6 months after the events from the first film, Rachel and her son Aidan have moved away from the city to a small town. Hoping to be forever ridden of Samara, they take up residence and Rachel becomes part of a newspaper while Aidan's becoming a photography enthusiast. That changes when a boy's body is found with a severely dislocated jaw. Looks like Samara's back, only she's got a plan this time, to take over Aidan.

2 scenes stick out from the first one: Amber Tamblyn's body in the closet and of course the TV scene. Here? It's a bunch of badly animated deer attacking a car. Yes that's right, deer. First, why Samara would manifest herself as deer is beyond me and the scene isn't even that freaky anyways. The rest is just a bunch of water dripping everywhere and Samara making tiny appearances. She doesn't even do anything either, just scratched at walls and stands there.

The short film Rings however is nicely done.
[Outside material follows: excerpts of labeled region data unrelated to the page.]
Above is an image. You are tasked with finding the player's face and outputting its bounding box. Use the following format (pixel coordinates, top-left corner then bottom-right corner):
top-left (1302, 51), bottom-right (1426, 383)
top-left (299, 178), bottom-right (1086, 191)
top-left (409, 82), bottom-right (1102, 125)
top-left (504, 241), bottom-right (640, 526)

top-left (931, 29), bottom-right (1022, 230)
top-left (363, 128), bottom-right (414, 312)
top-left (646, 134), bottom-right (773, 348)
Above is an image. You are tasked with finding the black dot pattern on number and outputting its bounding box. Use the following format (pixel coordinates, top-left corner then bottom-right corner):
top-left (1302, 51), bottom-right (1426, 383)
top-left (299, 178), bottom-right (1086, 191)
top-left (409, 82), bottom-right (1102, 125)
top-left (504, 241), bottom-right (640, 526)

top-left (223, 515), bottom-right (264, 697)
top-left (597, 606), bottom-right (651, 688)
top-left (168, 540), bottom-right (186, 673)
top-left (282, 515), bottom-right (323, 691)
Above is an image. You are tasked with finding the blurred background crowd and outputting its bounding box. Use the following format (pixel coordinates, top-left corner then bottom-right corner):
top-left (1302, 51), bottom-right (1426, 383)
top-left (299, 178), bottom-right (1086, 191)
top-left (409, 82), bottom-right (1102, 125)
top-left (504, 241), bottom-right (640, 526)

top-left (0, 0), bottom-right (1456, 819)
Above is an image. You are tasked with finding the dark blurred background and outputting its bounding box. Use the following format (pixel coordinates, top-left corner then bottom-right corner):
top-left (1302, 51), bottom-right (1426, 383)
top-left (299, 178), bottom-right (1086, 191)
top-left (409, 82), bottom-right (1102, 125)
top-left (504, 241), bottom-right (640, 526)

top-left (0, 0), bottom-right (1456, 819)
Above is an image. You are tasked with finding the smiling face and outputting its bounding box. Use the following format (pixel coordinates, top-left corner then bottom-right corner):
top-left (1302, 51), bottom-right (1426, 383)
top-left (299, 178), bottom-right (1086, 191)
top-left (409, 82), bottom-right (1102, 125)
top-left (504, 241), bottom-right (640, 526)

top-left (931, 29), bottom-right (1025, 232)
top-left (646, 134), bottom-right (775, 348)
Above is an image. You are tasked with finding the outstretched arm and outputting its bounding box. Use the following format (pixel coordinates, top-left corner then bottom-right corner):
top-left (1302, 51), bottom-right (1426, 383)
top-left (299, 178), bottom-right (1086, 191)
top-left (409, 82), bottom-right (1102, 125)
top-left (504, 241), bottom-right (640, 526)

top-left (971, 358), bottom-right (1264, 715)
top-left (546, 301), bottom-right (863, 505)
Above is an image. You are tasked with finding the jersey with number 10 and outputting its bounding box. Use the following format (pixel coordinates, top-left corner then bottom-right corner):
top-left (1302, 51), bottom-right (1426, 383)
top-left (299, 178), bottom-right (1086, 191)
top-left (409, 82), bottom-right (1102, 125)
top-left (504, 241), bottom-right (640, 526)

The boy in the intro who's desperately trying to get the girl to watch the video is featured as he gets part of a "Rings group" that watched the video and tries to see how far they can get before the end of Day 7. It made me jump twice which the main film barely did plus it has 2 cute girls and that's always bonus.

Normally sequels are just thrown together with a paper thin plot but Ring 2 tries to expand on the story but it's not quite enough. And apparently Naomi Watts didn't like the first script so a fast rewrite was done and hence Ring 2. Guess Naomi had her luck ran out or this was the best they can do. Too bad.